( from the Bioconductor mailing list; Gordon Smythe)
voom() outputs normalized log-cpm values. Just plot them. Ex.:
v <- voom(y, design)
the log-cpm values are in v$E. To get RPKM:
Take log2CPM values from voom, and subtract log2(GeneLength/1000) from each row, where GeneLength is the effective length of each gene in bases. This will convert the log2CPM values into log2 FPKM.
( from the Bioconductor mailing list; Simon Anders)

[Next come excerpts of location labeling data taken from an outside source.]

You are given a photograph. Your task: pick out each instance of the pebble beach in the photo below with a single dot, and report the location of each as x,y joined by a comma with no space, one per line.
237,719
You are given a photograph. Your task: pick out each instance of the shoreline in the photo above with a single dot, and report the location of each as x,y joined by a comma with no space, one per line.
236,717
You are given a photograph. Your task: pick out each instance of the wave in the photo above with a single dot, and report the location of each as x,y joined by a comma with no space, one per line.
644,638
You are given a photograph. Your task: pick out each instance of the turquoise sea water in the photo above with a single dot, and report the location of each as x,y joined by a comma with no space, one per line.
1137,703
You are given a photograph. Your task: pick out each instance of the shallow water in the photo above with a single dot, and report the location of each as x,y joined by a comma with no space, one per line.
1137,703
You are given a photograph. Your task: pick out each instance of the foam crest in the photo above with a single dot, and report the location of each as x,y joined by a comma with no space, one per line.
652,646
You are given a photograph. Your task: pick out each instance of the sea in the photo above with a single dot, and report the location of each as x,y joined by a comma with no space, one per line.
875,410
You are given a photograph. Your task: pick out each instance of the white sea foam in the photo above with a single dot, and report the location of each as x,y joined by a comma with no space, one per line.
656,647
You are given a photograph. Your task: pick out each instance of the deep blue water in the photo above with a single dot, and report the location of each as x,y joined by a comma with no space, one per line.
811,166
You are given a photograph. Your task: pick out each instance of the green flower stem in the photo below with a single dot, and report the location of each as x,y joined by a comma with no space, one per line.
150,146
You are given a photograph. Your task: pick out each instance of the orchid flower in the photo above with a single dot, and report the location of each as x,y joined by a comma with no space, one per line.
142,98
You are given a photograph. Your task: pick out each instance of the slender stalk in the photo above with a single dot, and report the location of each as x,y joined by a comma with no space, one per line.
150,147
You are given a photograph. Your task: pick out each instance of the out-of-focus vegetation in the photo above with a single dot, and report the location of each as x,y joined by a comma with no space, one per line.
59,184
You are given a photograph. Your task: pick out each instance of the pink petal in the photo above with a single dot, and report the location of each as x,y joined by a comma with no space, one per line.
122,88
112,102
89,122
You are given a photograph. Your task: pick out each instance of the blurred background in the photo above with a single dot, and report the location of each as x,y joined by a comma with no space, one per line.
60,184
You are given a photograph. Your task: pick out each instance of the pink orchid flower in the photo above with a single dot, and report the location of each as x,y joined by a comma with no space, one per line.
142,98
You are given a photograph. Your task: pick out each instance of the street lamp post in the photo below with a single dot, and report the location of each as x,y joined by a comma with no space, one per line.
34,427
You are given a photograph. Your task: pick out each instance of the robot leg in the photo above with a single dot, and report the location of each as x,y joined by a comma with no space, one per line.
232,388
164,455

DESeq2 provides a empirical- Bayes style shrinkage estimates of coefficients (i.e., log fold changes) and also estimates standard errors for these coefficients (taken from the the reciprocal curvature of the posterior). Your task is one of the application we had in mind for this.You want to know whether the fold change is zero or nearly zero, and you also want to ascertain that this estimate of a nearly-zero fold change is a precise one. So, to find genes whose absolute log fold change is reliably smaller than some threshold, take all those genes for which the estimated abs log fold change is below the threshold and the standard error is well below the threshold, too.The reason, why I write “below a threshold” rather than “equal to zero”is that it’s biologically unreasonable to assume that a treatment has exactly zero effect on a gene’s expression. Gene regulation is such an interconnected network that, at least in my view, every gene will react ever so slightly to every perturbance, but often, this reaction is too small to be measurable. This is why you should define a threshold for”biologically unlikely to be relevant”. Let’s say, we don’t believe that an expression change of less than 15% (0.2 on a log2 scale) is worth bothering. So, if you might take all genes with abs log2 fold change below 0.2, and furthermore require that the standard error of this log2fold change estimate is below, say, 0.05, than you will get gene with true values well below at least 0.3 or so.In the end, the thresholds won’t matter too much but if you want real p values, this is possible, too: Simply divide the log2 fold change estimates by their standard errors to get z scores (this works because the sampling distribution of our fold change estimates is reasonably close to normal), and do two one-sided tests (TOST) as suggested by Ryan above.